Is Data Science Dead?

I know the title is clickbait. And I know it’s subject to Betteridge’s law of headlines (“Any headline that ends in a question mark can be answered by the word ’no’.”). But hear me out and consider this quote:

“Data scientists spend around 80% of their time on preparing and managing data for analysis.” (Forbes)

The dirty truth of data science is that most of the work is not actually data science at all but data engineering. Sure, there are some very clever people at Google etc who do true data science all day, every day. But for the rest of us, it’s data pipelines all the way down.

Now, this is not necessarily a bad thing. Building pipelines is interesting stuff. But the industry needs to recognise that it’s doing boring old software engineering not sexy science.

Data scientists really must appreciate the full software development life cycle. I was talking to a systems architect who bemoaned the fact that his data scientists engage with neither the engineers nor the business stakeholders. They wanted to build LLMs. Why? “Well, haven’t you read the news recently? They’re everywhere!” The fact that LLMs are a generative model and there was no business value in generating text here meant nothing to them. Just get the data engineers to deploy it and damn the torpedoes.

A fireball

Such attitudes were common during the mid-90s in software engineering. I have many happy memories of building things then justifying them to my boss later - with great success, I hasten to add. It was the dotcom bubble and any one of those play things could have gone IPO and made us gazillions, or so he thought. This is where data science is today in most large companies. Data scientists are working on pet projects with little shareholder value. And just as the software industry collapsed in 2001 so will the data science industry if things continue this way.
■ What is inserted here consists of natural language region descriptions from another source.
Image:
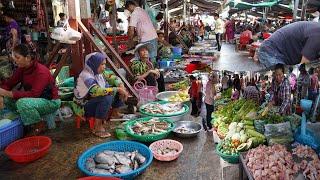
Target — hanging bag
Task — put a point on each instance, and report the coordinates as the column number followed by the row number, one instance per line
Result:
column 146, row 93
column 66, row 34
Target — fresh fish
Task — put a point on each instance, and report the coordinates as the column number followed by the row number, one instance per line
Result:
column 100, row 171
column 105, row 159
column 109, row 152
column 141, row 159
column 123, row 169
column 153, row 126
column 122, row 159
column 103, row 166
column 90, row 164
column 136, row 165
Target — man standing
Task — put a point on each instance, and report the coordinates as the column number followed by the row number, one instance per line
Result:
column 218, row 29
column 295, row 43
column 146, row 32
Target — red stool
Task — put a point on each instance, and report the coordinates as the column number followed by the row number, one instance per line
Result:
column 91, row 121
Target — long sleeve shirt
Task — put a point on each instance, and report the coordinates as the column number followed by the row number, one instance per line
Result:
column 112, row 80
column 194, row 93
column 281, row 95
column 35, row 80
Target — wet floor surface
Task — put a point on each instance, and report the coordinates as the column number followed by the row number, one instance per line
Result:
column 197, row 161
column 235, row 61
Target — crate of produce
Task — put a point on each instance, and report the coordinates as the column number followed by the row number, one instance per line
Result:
column 10, row 133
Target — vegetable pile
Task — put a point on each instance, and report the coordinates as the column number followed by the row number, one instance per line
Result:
column 240, row 137
column 276, row 162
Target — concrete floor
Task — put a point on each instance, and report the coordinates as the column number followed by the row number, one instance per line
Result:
column 198, row 160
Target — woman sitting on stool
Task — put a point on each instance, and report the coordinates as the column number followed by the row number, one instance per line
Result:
column 95, row 91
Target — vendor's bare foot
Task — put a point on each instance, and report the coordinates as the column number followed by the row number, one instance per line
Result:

How do we avoid this? Well, one way is to have data scientists engage more with the rest of the team - the data engineers, the business representatives, the testers, etc. The Agile movement in the software industry showed how developers could be more professional. They were no longer to sit in their basements, hidden away from the business. Instead, they were to have daily stand-ups with all stakeholders. And before every iteration (about every fortnight) they were to have planning sessions where suits and techies sat down and discussed what work was to be done next.

It’s interesting that the Agile movement really gained traction shortly after with the dotcom bomb. Let’s hope the data science industry learns from this and avoids a bust.